Up until now, I’ve not written anything specific with respect to the Common Core program being promoted from on high and apparently accepted as a guideline/goal by more than forty states. The promise is that it will set standards to prepare students for college and the workplace. Thus far, standards have been set for math and English language, with plans to extend them to other subject areas.
One reason why I’ve not waded into this field prior to now is that I have almost no interest in it. I realize that may sound strange, coming from an educator. As a university professor, shouldn’t I care about this? Well, I do care. It’s just that I’ve never had any faith whatsoever in any “plan” to raise educational standards, especially any plan imposed from those who consider themselves to be the experts. Above all, I’ve never accepted the rationale that education is a legitimate function of the government, whether at the federal or state level. Therefore, my interest level in what they propose is naturally low.
I have seen the critiques of Common Core from the perspective of those who believe it actually lowers expectations rather than raising them. The critiques sound reasonable. Even though there are some cultural conservatives backing this initiative, I think they are misguided in their support. They mean well; they want higher standards in theory. Yet there are solid reasons to doubt that Common Core will provide them.
That’s the practical level of criticism. My critique, as I’ve already noted, is more basic. I’m opposed to any government-sanctioned and/or government-funded plan. Education is the responsibility of the parents who, ideally, should have a market in the private sector from which to choose the source of their children’s education. We messed that up in the mid-nineteenth century when we began to set up state educational establishments called boards of education.
All studies show that children educated at home or in private schools perform significantly better on standardized tests (another bugaboo of mine, but I’ll set that aside for the moment). As public policy, government at both the federal and state levels should be expanding the private sector in education, not seeking to curtail it or force it into a predetermined mold like Common Core.
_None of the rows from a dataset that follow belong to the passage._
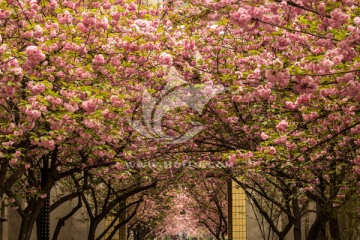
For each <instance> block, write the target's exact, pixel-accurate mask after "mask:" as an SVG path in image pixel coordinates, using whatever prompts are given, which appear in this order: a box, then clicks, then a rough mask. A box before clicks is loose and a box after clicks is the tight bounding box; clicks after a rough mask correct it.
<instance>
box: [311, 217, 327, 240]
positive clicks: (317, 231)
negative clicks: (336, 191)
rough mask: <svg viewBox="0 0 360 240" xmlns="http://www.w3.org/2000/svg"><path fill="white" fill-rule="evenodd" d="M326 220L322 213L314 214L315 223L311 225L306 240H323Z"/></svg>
mask: <svg viewBox="0 0 360 240" xmlns="http://www.w3.org/2000/svg"><path fill="white" fill-rule="evenodd" d="M325 225H326V219H325V218H324V217H323V216H322V213H317V214H316V219H315V222H314V223H313V224H312V225H311V228H310V230H309V235H308V237H307V240H324V239H325Z"/></svg>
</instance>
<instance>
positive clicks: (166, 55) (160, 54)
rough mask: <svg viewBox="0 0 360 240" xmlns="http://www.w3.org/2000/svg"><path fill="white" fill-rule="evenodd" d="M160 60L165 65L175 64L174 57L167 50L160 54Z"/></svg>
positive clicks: (159, 59)
mask: <svg viewBox="0 0 360 240" xmlns="http://www.w3.org/2000/svg"><path fill="white" fill-rule="evenodd" d="M159 62H160V63H161V64H164V65H168V66H172V65H173V59H172V57H171V55H170V54H168V53H166V52H162V53H161V54H160V56H159Z"/></svg>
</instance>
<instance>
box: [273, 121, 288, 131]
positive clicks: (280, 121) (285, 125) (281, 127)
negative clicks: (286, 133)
mask: <svg viewBox="0 0 360 240" xmlns="http://www.w3.org/2000/svg"><path fill="white" fill-rule="evenodd" d="M288 127H289V124H288V122H287V121H286V120H281V121H280V122H279V123H278V124H277V125H276V129H277V130H278V131H279V132H285V131H286V130H287V129H288Z"/></svg>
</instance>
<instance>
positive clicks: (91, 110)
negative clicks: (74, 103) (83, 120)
mask: <svg viewBox="0 0 360 240" xmlns="http://www.w3.org/2000/svg"><path fill="white" fill-rule="evenodd" d="M101 103H102V101H101V100H99V99H90V100H87V101H84V102H83V103H82V104H81V107H82V108H83V109H84V110H85V111H87V112H89V113H91V112H95V111H96V107H97V105H98V104H101Z"/></svg>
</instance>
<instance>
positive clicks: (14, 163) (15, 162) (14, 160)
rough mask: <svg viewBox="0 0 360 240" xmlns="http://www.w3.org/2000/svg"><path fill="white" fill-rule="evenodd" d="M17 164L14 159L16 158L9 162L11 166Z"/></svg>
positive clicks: (17, 162) (16, 161) (16, 159)
mask: <svg viewBox="0 0 360 240" xmlns="http://www.w3.org/2000/svg"><path fill="white" fill-rule="evenodd" d="M17 163H18V160H17V159H16V158H12V159H11V160H10V164H11V165H13V166H14V165H17Z"/></svg>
Proponents have sold Common Core as a grassroots movement; it’s anything but that. All one has to do is look at an incident last week in Maryland where one parent, Robert Small, stood up and raised his objections to the orchestrated meeting parents were attending to learn more about the plan. He was frustrated by the lack of interaction allowed at the meeting; everything was prearranged to push parents into approving the new standards, with no other views allowed to be expressed. For his “repugnant” act of standing up to the educational establishment, he was ushered from the room by security and threatened with prosecution. A little bit of common sense prevailed when that specific threat was withdrawn.
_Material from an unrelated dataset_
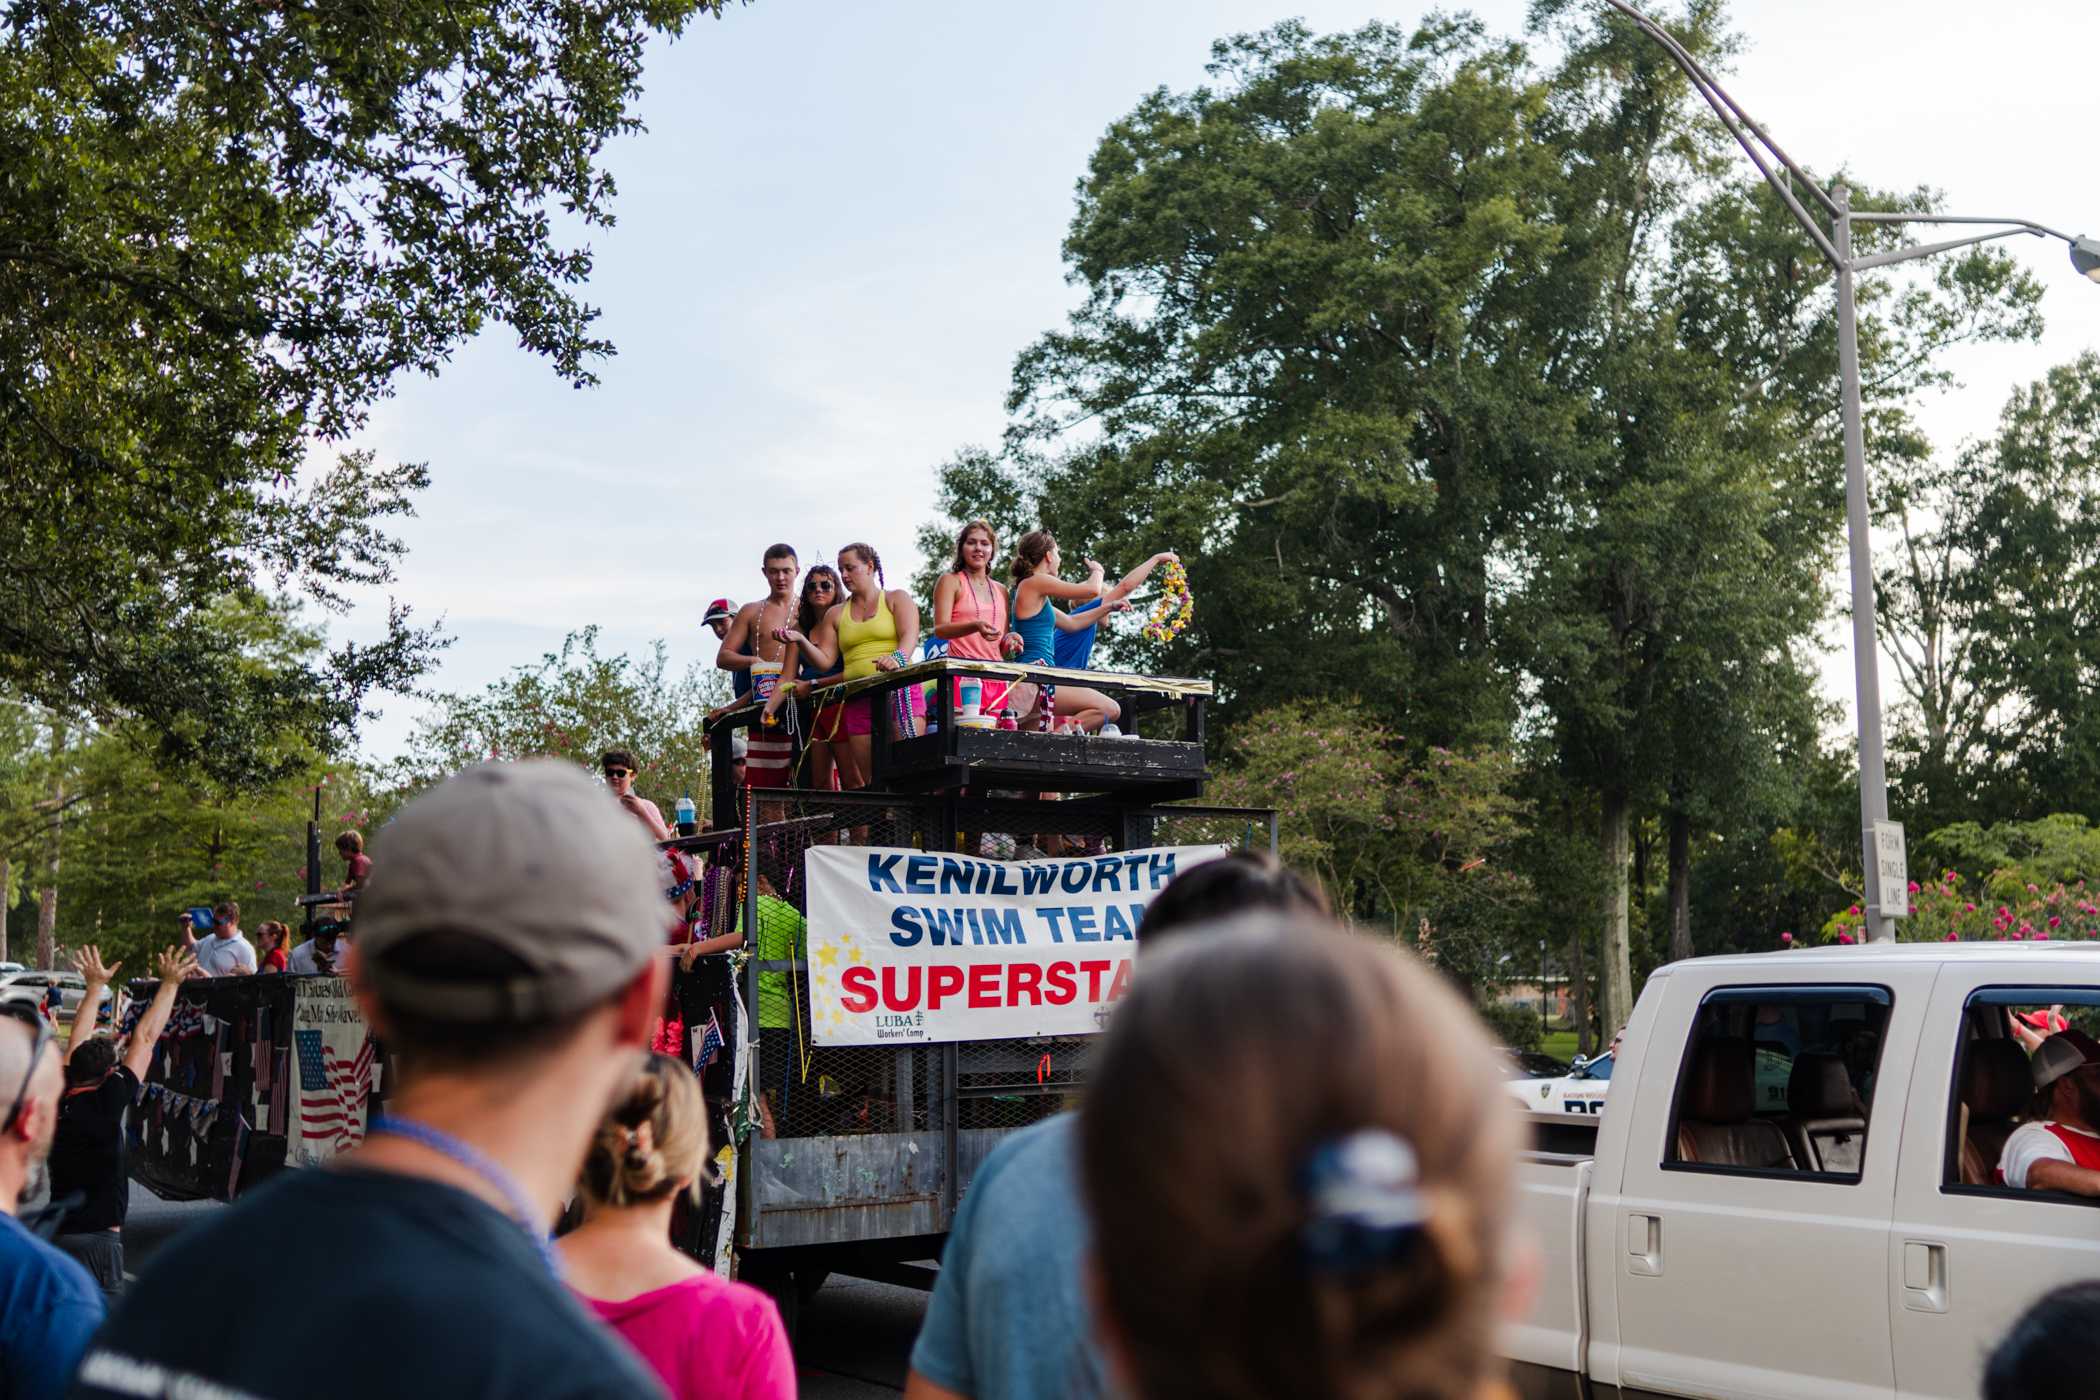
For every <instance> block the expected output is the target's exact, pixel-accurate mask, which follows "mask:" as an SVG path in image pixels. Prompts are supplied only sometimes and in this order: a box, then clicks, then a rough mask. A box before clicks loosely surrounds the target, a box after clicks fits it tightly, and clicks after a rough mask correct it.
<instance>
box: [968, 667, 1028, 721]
mask: <svg viewBox="0 0 2100 1400" xmlns="http://www.w3.org/2000/svg"><path fill="white" fill-rule="evenodd" d="M976 684H979V686H983V693H981V695H979V697H976V709H979V714H1000V705H1004V703H1006V697H1008V695H1012V691H1014V686H1016V684H1021V682H1016V680H989V678H979V682H976ZM955 714H962V676H955Z"/></svg>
This is the face of the Common Core establishment in action. I cannot support it. I’m pleased to report that Rick Scott, governor of my state of Florida, shortly after that incident, withdrew our state from the Common Core testing regimen. Hopefully, that is the first step toward complete disengagement from the plan. I have a feeling, as protests mount, that a number of states who originally signed on to this initiative will have second thoughts and withdraw as well.
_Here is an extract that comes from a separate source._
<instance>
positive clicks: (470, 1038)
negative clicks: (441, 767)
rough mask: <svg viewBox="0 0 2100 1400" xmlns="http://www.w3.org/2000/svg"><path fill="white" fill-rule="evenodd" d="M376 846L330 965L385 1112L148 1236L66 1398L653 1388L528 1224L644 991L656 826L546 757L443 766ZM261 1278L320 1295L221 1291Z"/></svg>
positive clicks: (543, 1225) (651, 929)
Early Americans were always cautious about handing over control of their children’s education to the government. Their concerns were specific:
- The threat of the government dictating the type of education, and of determining what is acceptable and what is not, thereby opening the door for tyranny.
- The threat of removing the responsibility of education from the proper sphere of family, church, and locality.
- The threat of higher taxes to pay for whatever the government deemed to be “legitimate” education.
In other words, they feared government control over the minds and pocketbooks of citizens.
By the way, search as you might through the federal Constitution, you will never find any authorization for the federal government to legislate or spend even one cent on education. It’s time to get that level of government out of the education business. Then we can work on getting states out of it also. The private sector will do just fine educating the next generation, particularly if we return all that tax money to the parents and hold out tax privileges to those who wish to contribute voluntarily toward helping those who might not be able to afford tuition.
Yes, there is a path toward better education, but it doesn’t come via Common Core.